Ce qui est vraiment important, c’est que la lampe soit compatible avec le système de photoinitiateurs utilisé. Les lampes à vapeur de mercure fournissent une sortie stable dans toutes les bandes UV importantes : une forte intensité d’énergie vers 365 nm, ainsi que des contributions importantes vers 313 nm et 254 nm. Cette combinaison permet un durcissement efficace de la surface, même avec des couches d’encre épaisses.
Un enveloppe en quartz de haute pureté, un réflecteur dichroïque bien optimisé, ainsi qu’une disposition précise de l’arc électrique permettent de maintenir un profil spectral stable et une intensité d’émission constante pendant toute la durée de fonctionnement de la lampe. On peut s’attendre à une durée de fonctionnement de 1 500 à 2 000 heures avant que l’intensité d’émission ne diminue de 5 à 8 %, ce qui indique qu’il est temps de remplacer la lampe.
Le principe est simple : cela permet de restaurer les spécifications originales de la presse. On retrouve ainsi la densité d’énergie nécessaire pour un travail rapide avec des encres, ce qui permet de fonctionner à des vitesses maximales sans avoir à gérer des problèmes liés au durcissement des encres.
Une sortie stable réduit la variabilité d’un travail à l’autre. De plus, une durée de vie prévisible de la lampe signifie moins de pannes inattendues, moins de temps d’arrêt non planifié et moins de travaux de maintenance. La consommation d’énergie reste sous contrôle grâce à l’efficacité du réflecteur, et non en surchargeant l’arc électrique.
Quelques détails pratiques : il faut vérifier la longueur de la lampe, l’écart entre les électrodes, sa base, ainsi que la polarité des fils, afin qu’ils soient compatibles avec le réflecteur et le ballast.
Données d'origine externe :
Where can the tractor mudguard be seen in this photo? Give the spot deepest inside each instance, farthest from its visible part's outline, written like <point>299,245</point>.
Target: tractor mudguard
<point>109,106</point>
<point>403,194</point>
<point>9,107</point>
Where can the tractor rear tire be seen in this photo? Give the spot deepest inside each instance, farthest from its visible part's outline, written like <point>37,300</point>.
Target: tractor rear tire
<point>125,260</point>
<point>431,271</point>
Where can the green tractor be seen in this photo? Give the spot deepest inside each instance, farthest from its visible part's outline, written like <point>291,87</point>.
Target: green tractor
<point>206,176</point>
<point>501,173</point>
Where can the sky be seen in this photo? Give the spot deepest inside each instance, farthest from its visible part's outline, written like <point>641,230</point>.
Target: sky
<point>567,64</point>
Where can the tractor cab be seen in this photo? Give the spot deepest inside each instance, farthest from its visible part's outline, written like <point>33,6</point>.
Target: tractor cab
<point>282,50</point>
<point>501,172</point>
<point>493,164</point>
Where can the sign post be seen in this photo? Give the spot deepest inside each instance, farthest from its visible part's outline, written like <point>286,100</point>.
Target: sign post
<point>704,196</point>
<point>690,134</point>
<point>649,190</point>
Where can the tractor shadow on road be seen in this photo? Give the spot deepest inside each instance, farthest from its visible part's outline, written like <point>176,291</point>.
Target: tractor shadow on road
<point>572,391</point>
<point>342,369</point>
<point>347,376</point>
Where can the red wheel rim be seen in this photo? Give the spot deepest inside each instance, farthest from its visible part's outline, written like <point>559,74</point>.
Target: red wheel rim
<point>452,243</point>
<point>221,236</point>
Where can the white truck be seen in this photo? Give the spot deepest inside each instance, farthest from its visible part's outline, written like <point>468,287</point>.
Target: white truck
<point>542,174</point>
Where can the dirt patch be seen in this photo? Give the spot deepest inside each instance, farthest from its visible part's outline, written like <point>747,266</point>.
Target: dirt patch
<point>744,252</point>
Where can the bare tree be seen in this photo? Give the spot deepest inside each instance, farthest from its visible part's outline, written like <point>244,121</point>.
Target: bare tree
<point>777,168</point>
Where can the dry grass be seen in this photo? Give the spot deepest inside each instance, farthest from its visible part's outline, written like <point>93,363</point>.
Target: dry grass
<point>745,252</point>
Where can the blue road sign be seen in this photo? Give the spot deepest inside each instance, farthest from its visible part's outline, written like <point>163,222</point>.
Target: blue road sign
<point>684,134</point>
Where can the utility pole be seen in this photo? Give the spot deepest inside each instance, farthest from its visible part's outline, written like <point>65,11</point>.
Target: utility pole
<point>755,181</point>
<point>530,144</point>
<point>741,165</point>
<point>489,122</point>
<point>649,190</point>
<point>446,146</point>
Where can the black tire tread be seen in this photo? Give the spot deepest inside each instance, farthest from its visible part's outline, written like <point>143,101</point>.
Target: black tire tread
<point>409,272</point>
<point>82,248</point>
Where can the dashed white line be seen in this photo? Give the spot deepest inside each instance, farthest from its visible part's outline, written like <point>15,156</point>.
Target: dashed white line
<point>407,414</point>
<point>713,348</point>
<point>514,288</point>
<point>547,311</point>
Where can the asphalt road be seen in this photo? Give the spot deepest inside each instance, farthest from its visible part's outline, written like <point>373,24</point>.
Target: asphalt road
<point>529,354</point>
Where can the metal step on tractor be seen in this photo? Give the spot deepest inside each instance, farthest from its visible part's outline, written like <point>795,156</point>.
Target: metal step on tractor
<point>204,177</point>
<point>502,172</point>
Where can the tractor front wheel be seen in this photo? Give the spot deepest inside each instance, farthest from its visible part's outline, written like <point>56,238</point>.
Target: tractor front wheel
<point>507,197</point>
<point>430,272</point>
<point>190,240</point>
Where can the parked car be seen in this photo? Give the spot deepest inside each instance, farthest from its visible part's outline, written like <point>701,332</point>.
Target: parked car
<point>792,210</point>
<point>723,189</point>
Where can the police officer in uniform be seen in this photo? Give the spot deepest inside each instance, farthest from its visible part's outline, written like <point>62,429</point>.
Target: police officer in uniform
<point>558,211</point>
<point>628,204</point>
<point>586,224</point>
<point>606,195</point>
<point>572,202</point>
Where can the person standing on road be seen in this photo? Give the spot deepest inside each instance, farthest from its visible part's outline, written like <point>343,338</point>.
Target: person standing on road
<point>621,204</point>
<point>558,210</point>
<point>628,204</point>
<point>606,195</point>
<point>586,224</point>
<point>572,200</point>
Il faut également vérifier la tension du système et le flux d’air de refroidissement – ces lampes chauffent beaucoup, et si le refroidissement n’est pas suffisant, la durée de vie de la lampe diminue et son profil spectral change.
Il faut manipuler ces lampes avec des gants propres et nettoyer leur enveloppe. Les empreintes digitales créent des points chauds qui accélèrent leur fin de vie. Il faut attendre un certain temps pour que l’intensité d’émission se stabilise, puis mettre en place un système de suivi basé sur l’intensité d’émission, plutôt que sur le calendrier.